Our findings are in contrast to a review of Dutch patients, whereby a large number of children were identified as having long COVID8, however, in contrast to our report this study included patients with suspected COVID, and not all patients had a positive PCR test. Our cohort differs as all of our children were in hospital at the time of testing positive for SARS-CoV-2. There have been further studies which have showed possibility of long COVID. A recent narrative review of 14 paediatric studies, it was highlighted that many of the studies included patients who did not necessarily have a positive PCR test, rather self reported COVID-19 infection, and thus could include problems from other viruses9. The review found only 4 studies with control groups. They found that there were major limitations in all of the studies, which probably accounts for the wide prevalence of COVID 19 between the studies of between 4 to 66%9. The review concluded the evidence for long COVID in CYP to be limited, with the absence of a control group meaning that it is difficult to differentiate symptoms attributable to COVID-19 vs those related to the pandemic in general. The review did however feel further studies in this group are important, to help guide us as to whether immunisation in this group could be necessary to prevent long COVID.

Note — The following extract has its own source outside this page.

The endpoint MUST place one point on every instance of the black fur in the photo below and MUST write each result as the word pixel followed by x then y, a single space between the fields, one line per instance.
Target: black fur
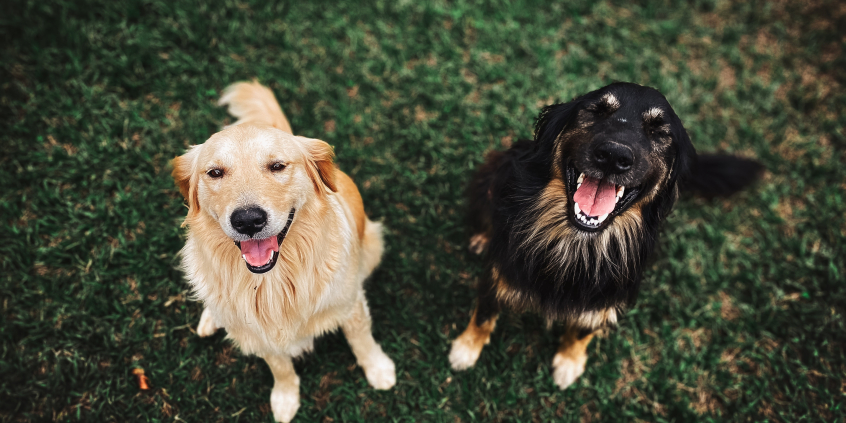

This follow up study of a cohort of CYP hospitalised with COVID-19, and demonstrates that the majority of CYP (85%) did not encounter any long-term sequelae. Assuming this data can be generalised globally, it would help to understand the natural history of this virus in CYP and enable prioritisation of follow-up care.

Conclusion

We conclude from our assessments, that most children admitted with COIVD-19 make a full recovery. There are very small proportion of children who had longer lasting effects but these could be effects seen commonly following other viral illnesses.